On deck is the team championship, match play that begins on Tuesday, into which Heck will lead Stanford, one of eight teams advancing by virtue of its 10-under total, 15 strokes better than runner-up Duke. The others to advance are Oklahoma State, Mississippi, Texas, Auburn, Arizona and tournament host Arizona State.
On another warm desert day, Heck, who began the final round leading Stanford teammate Angelina Ye by one, shot a two-over par 74 and won by one over UCLA’s Emma Spitz. She completed 72 holes in eight-under 281. Spitz closed with a 68, while Ye shot a 71 and finished in third, two behind.

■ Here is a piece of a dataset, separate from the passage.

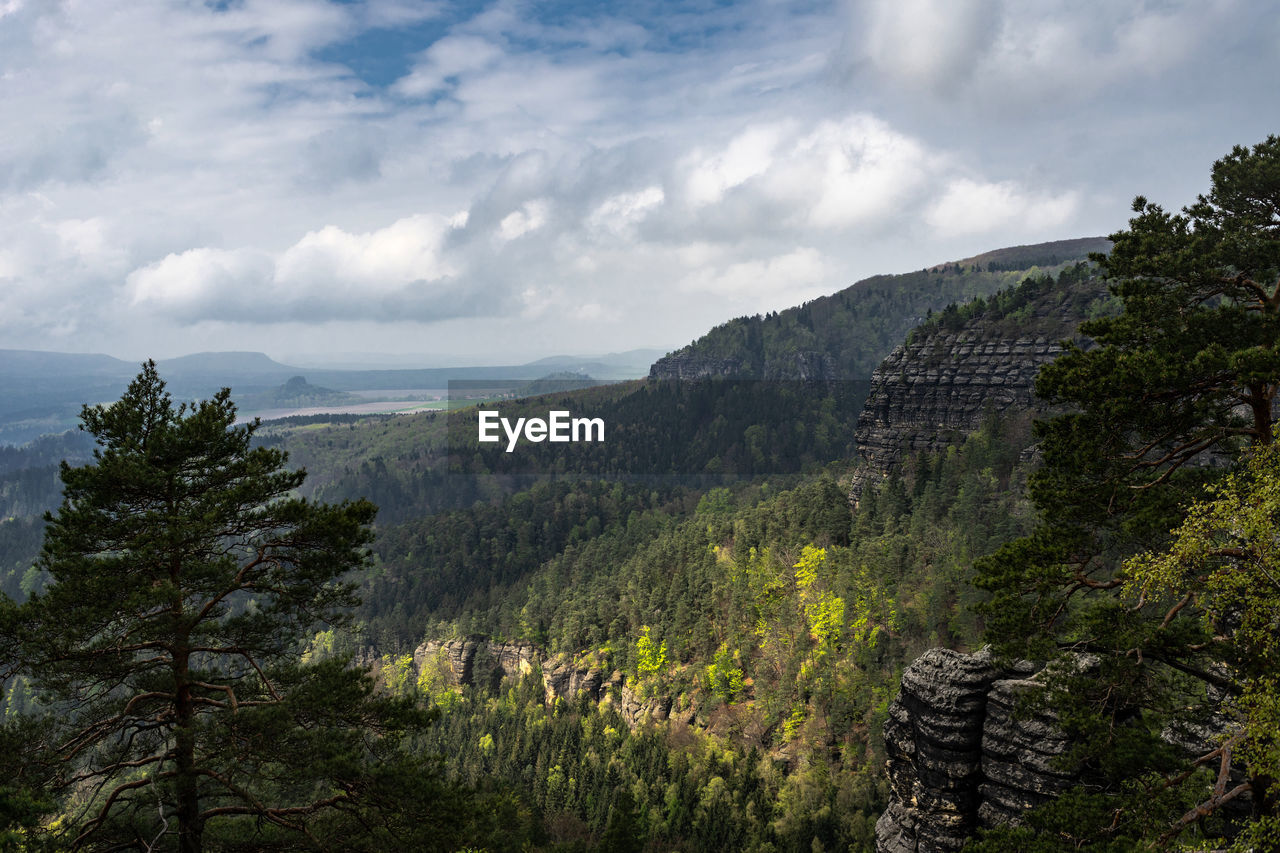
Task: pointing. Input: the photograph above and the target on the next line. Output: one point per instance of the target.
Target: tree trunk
(190, 828)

Heck, who has swiftly risen to No. 6 in the World Amateur Golf Ranking and no doubt will climb higher in the next ranking, had a streak of 12 consecutive rounds in the 60s before a third-round 70 here. In her run-up to the NCAA Championship, she won the Fresno State Classic, the Pac 12, the one-day U.S. Open Collegiate at the Olympic Club outside San Francisco, the regional and now the NCAA. She had previously won the Gunrock Invitational.
Between that collegiate reign, she finished third in the Augusta National Women’s Amateur and qualified for her second U.S. Women’s Open, to be played at the Olympic Club in early next month.